Foucault speaks about this tendency toward violence in his abridged chapter “the Discourse of Language” and words like “prohibition”, “control” and “discipline” are used with increasing frequency. One can only imagine what words were used in the omitted passages (everywhere there was a “[…]” indicated parts of the lecture we are not privileged enough to hear). There are words one must not say, like yelling fire in a crowded theatre, and as much freedom as we are supposed to share in democratic societies, there is the implicit understanding of what sane people say and do. What mad people say can be ignored, what they do can be controlled through institutions like hospitals or prisons. “Every educational system is a political means of maintaining or of modifying the appropriation of discourse,” (Foucault, 1970, p. 239) and as teachers, it is really up to us to monitor what is happening for the future citizens. My wife, on the other hand, argues that children as young as the ones at her infant-toddler centre are already citizens, and the process of schooling withholds democratic participation, for their own benefit of course. Even for the student teacher Jackie Marsh interviews, there is a sense that the participants are being held back, their version of popular culture in their practica was rife with misunderstanding and possible falsehoods in reporting. As much control is needed at this end of the education system as it does at the beginning. While Marsh centres upon the limited field of experience of students’ popular culture for one or two of the participants, using Bourdieu’s theory as her frame, the suggested better way is to let students decide for themselves what is the best way to interact with literacy. Letting go of tried-and-true standards, like Golding and Shakespeare, may be the only way forward, as long as students are aware that some people at some point in history thought these authors were as exciting as Pokëmon or Minecraft.

“You mess with the bull, you get the horns”
Principal Vernon from The Breakfast Club (1985)

Lastly, Bourdieu (1982), in his own words, sees that intimidation “can only be exerted on a person predisposed (in his habitus) to feel it” (p. 471) which sounds like a tough-love approach to moderating the psychological scars we inflict upon each other with our choices of words.
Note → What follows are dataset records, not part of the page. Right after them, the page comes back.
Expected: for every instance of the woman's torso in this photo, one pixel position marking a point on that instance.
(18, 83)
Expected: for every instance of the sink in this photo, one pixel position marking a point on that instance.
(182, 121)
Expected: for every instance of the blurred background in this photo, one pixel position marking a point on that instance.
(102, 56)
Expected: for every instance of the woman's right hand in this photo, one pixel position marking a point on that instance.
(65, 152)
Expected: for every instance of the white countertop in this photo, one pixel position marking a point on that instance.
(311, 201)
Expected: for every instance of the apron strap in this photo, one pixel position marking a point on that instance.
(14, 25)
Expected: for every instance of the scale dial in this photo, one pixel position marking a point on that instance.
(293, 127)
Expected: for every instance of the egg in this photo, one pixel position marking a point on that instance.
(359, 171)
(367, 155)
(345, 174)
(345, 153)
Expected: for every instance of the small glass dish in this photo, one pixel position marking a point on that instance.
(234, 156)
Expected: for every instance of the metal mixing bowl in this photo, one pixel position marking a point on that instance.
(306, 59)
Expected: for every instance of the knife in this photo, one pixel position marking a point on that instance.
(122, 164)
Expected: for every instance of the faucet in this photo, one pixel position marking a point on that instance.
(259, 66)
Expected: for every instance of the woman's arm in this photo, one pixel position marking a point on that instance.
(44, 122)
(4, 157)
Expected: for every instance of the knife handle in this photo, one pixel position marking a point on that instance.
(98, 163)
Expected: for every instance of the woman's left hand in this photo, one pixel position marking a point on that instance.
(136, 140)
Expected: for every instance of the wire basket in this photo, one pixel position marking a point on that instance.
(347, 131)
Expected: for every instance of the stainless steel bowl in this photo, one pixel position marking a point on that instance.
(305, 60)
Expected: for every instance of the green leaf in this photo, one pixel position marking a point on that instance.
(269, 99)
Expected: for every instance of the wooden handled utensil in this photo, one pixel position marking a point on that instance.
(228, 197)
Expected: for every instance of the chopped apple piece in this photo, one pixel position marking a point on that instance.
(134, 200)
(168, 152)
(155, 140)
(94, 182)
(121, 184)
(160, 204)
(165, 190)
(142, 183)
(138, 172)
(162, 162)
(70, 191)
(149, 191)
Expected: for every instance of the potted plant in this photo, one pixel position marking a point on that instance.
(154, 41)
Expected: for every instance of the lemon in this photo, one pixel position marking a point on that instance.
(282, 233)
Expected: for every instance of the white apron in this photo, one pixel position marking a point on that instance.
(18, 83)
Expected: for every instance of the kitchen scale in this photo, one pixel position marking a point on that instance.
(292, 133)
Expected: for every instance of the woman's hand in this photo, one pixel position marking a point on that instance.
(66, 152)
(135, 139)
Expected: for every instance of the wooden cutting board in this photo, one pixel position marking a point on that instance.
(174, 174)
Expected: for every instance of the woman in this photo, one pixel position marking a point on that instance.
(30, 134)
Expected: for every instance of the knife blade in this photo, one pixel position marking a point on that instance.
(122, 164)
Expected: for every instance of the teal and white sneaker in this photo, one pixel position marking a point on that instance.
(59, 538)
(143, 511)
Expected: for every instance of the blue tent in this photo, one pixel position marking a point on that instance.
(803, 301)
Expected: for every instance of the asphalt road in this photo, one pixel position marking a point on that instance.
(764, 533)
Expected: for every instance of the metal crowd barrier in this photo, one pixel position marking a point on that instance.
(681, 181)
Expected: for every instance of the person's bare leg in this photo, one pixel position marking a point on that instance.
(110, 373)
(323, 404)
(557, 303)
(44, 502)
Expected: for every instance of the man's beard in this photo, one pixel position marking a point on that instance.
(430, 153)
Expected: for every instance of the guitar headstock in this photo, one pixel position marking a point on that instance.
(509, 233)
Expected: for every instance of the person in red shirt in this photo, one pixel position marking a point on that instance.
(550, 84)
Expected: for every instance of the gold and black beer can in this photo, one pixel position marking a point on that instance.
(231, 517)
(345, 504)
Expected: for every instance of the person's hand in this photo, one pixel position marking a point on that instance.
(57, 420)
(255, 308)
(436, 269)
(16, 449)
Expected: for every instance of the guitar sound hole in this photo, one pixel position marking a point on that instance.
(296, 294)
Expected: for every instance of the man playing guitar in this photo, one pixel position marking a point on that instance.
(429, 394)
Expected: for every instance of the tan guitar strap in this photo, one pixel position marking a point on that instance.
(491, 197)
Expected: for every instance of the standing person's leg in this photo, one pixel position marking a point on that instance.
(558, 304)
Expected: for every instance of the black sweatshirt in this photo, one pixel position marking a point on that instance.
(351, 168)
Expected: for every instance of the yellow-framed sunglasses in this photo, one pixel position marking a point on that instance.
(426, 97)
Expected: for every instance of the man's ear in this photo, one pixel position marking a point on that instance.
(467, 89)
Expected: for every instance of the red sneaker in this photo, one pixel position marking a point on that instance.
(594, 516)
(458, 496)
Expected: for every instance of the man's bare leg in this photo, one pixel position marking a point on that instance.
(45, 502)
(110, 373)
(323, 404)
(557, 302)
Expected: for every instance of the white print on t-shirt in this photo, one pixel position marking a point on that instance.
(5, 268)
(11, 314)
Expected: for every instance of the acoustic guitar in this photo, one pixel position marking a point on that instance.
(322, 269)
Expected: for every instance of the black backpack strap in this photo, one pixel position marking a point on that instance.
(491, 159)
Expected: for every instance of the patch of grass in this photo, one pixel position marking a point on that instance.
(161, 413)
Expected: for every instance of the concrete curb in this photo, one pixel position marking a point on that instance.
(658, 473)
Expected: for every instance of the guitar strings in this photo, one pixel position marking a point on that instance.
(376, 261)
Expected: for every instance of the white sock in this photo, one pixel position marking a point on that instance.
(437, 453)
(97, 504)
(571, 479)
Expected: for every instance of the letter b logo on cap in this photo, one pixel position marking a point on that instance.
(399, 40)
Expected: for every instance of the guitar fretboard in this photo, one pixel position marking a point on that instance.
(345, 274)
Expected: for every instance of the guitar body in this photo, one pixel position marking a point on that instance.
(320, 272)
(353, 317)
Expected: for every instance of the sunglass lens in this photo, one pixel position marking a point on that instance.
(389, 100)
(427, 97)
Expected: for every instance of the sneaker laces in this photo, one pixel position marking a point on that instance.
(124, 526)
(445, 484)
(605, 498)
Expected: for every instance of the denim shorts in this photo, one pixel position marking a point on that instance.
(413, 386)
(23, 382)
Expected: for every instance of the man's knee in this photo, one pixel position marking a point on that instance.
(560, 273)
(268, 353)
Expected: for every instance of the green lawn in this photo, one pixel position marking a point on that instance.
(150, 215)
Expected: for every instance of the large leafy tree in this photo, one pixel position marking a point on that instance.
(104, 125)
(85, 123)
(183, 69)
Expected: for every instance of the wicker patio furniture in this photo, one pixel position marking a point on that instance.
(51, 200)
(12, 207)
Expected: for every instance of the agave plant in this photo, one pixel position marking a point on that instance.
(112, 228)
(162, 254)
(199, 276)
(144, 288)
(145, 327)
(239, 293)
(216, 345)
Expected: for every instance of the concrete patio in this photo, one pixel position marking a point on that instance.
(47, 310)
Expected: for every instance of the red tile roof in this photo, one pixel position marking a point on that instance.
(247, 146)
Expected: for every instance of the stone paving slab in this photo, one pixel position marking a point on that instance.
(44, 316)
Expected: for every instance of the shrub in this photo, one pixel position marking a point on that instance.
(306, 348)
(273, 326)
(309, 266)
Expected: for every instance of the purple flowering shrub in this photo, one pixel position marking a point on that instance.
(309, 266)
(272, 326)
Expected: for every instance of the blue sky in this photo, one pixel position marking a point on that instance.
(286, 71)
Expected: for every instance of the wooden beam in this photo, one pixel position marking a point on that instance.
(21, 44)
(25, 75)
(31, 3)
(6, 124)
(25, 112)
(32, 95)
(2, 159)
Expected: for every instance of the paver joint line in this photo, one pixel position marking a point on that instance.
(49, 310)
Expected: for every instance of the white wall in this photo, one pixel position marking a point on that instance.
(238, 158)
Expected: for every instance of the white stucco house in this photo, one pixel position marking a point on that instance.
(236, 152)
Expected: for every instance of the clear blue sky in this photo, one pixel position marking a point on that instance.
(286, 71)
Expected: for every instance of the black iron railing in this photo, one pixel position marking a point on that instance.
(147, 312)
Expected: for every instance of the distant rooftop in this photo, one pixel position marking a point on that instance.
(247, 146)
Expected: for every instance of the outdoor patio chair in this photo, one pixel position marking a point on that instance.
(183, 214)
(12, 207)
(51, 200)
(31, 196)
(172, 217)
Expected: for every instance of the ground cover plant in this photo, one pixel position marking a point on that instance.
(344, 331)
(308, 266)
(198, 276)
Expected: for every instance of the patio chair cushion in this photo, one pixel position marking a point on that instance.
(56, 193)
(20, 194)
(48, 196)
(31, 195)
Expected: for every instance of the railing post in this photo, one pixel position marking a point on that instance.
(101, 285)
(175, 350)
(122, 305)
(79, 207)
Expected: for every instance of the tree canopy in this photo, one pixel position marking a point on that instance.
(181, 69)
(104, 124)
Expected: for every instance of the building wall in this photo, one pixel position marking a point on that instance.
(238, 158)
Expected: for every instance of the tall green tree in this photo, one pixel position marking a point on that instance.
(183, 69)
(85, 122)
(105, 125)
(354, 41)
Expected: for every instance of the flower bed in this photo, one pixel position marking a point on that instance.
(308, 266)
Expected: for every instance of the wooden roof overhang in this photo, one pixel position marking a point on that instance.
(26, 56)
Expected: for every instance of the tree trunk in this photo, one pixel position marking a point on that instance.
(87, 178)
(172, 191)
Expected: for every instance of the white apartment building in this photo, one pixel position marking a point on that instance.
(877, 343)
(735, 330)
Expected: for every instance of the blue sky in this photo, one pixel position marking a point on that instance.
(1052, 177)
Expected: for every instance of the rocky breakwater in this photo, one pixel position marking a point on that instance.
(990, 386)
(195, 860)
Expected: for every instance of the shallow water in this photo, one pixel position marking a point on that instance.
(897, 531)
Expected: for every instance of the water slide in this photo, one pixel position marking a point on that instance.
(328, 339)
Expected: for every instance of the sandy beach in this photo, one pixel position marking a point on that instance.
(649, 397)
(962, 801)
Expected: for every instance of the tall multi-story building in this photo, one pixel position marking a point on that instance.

Blaming the victim, or just simply pointing out that some people have the ability, thanks to various forms of capital, to absorb or ignore? As the majority of scholars seem to be increasingly French, I am reminded of a silly yet politically-charged moment in cultural history, not too long ago, when “freedom fries” were items to be found on American menus. Despite centuries of ideological sharing between France and the United States (the Statue of Liberty being an iconic symbol of the pact between the two nations), one political act of violence turned brother against frère. What would Bourdieu made of this Jimmy Fallon and Tina Fey’s Weekend Update?

Reference

Bourdieu, J. (1982). “The production and reproduction of legitimate language”. In Routledge Reader (reference needed). 467-477.

One Comment

  1. For all the random thoughts running through my head while reading this week, none of them seemed to help me during class discussion. As Theresa point out, I was a bit quiet the other day. While I look forward to participating more with classmates presentation and small-group discussion, at least there is an absence of violence in not speaking (or can it be construed as being too aloof and excluding?). I look forward to adding another French theorist to the roster as I prepare to write a book review on Deleuzean literacy.